APP_ID = "APPLICATION_ID"
NUMBER_OF_DOCS = 4
clarifai_vector_db = Clarifai(
user_id=USER_ID,
app_id=APP_ID,
number_of_docs=NUMBER_OF_DOCS,
)
docs = clarifai_vector_db.similarity_search(
"Texts related to ammuniction and president wilson"
)
docs[0].page_content
"President Wilson, generally acclaimed as the leader of the world's democracies,\nphrased for civilization the arguments against autocracy in the great peace conference\nafter the war. The President headed the American delegation to that conclave of world\nre-construction.
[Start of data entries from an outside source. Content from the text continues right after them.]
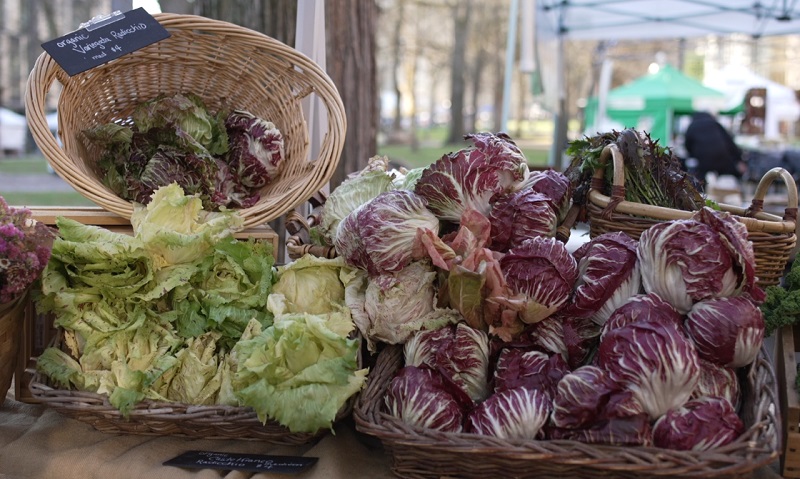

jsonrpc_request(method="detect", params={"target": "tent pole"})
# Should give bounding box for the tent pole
[500,0,519,131]
[548,20,567,171]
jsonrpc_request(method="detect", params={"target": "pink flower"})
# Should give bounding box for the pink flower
[0,196,55,304]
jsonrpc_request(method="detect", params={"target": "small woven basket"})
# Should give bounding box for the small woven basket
[28,330,361,446]
[353,346,780,479]
[25,14,347,227]
[587,144,797,288]
[0,290,28,406]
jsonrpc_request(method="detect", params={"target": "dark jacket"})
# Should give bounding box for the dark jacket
[684,112,742,180]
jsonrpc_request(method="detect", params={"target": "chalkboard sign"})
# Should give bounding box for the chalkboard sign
[164,451,317,474]
[42,8,169,76]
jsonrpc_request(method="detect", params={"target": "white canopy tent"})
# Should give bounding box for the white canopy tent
[535,0,800,166]
[703,65,800,140]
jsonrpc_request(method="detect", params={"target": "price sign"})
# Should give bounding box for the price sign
[164,451,317,474]
[42,8,169,76]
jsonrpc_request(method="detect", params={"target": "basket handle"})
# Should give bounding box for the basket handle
[590,143,625,220]
[745,166,797,222]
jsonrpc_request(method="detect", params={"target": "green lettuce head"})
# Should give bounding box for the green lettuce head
[131,183,244,268]
[272,255,356,314]
[233,309,368,433]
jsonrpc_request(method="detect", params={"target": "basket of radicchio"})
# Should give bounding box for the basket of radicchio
[280,133,779,478]
[25,14,346,227]
[566,129,797,288]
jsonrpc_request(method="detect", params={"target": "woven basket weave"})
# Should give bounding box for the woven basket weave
[25,14,346,227]
[0,291,28,406]
[28,331,361,446]
[353,346,780,479]
[587,144,797,288]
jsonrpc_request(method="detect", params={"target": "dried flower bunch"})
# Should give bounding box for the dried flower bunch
[0,196,54,304]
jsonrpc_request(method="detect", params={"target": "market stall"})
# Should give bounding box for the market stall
[0,9,797,478]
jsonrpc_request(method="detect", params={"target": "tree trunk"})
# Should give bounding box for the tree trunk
[447,0,472,144]
[467,48,488,132]
[325,0,379,189]
[391,1,416,131]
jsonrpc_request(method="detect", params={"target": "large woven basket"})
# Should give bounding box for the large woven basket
[587,144,797,288]
[0,291,28,406]
[28,334,361,445]
[353,346,780,479]
[25,14,346,227]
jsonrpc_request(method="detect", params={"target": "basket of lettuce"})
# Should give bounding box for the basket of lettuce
[30,184,367,444]
[566,129,797,287]
[300,130,780,478]
[25,13,346,227]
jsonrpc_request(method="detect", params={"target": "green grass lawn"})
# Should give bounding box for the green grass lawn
[0,155,94,207]
[0,155,52,175]
[378,143,549,168]
[2,191,97,207]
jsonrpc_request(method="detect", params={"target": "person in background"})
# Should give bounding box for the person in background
[683,112,746,185]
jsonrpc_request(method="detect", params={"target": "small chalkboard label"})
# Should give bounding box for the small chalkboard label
[164,451,317,474]
[42,8,169,76]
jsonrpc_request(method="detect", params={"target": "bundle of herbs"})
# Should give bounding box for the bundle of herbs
[565,129,705,215]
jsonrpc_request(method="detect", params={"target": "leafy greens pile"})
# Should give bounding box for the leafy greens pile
[565,129,705,211]
[302,131,764,450]
[37,184,366,432]
[84,93,284,211]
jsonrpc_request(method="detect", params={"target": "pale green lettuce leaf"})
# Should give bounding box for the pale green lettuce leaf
[131,183,244,269]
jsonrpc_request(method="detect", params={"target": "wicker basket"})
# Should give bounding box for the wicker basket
[25,14,346,227]
[353,346,780,479]
[587,144,797,288]
[0,290,28,406]
[28,330,361,446]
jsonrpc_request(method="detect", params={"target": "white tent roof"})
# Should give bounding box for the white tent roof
[703,65,800,138]
[537,0,800,40]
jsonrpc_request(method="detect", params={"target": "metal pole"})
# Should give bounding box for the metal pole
[500,0,519,131]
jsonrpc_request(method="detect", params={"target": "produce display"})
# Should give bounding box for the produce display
[37,183,367,432]
[565,129,706,211]
[83,93,284,211]
[23,126,776,462]
[302,132,765,450]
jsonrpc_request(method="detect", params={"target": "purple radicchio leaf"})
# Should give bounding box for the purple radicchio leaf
[521,169,572,224]
[600,293,683,339]
[384,366,472,432]
[597,321,700,419]
[403,323,489,401]
[691,358,741,409]
[465,387,551,440]
[492,237,578,324]
[547,414,652,447]
[653,397,744,451]
[556,314,600,369]
[564,232,641,325]
[414,133,528,222]
[494,348,569,397]
[685,296,765,368]
[489,188,558,252]
[225,110,284,189]
[552,366,620,429]
[637,208,764,314]
[334,190,439,288]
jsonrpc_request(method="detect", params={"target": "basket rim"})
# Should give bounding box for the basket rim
[25,13,347,227]
[353,345,781,477]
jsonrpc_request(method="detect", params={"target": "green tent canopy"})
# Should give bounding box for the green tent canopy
[586,65,725,146]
With him as delegates to the conference were Robert Lansing, Secretary\nof State; Henry White, former Ambassador to France and Italy; Edward M. House and\nGeneral Tasker H. Bliss.\nRepresenting American Labor at the International Labor conference held in Paris\nsimultaneously with the Peace Conference were Samuel Gompers, president of the\nAmerican Federation of Labor; William Green, secretary-treasurer of the United Mine\nWorkers of America; John R. Alpine, president of the Plumbers' Union; James Duncan,\npresident of the International Association of Granite Cutters; Frank Duffy, president of\nthe United Brotherhood of Carpenters and Joiners, and Frank Morrison, secretary of the\nAmerican Federation of Labor.\nEstimating the share of each Allied nation in the great victory, mankind will\nconclude that the heaviest cost in proportion to prewar population and treasure was paid\nby the nations that first felt the shock of war, Belgium, Serbia, Poland and France. All\nfour were the battle-grounds of huge armies, oscillating in a bloody frenzy over once\nfertile fields and once prosperous towns.\nBelgium, with a population of 8,000,000, had a casualty list of more than 350,000;\nFrance, with its casualties of 4,000,000 out of a population (including its colonies) of\n90,000,000, is really the martyr nation of the world. Her gallant poilus showed the world\nhow cheerfully men may die in defense of home and liberty. Huge Russia, including\nhapless Poland, had a casualty list of 7,000,000 out of its entire population of\n180,000,000. The United States out of a population of 110,000,000 had a casualty list of\n236,117 for nineteen months of war; of these 53,169 were killed or died of disease;\n179,625 were wounded; and 3,323 prisoners or missing."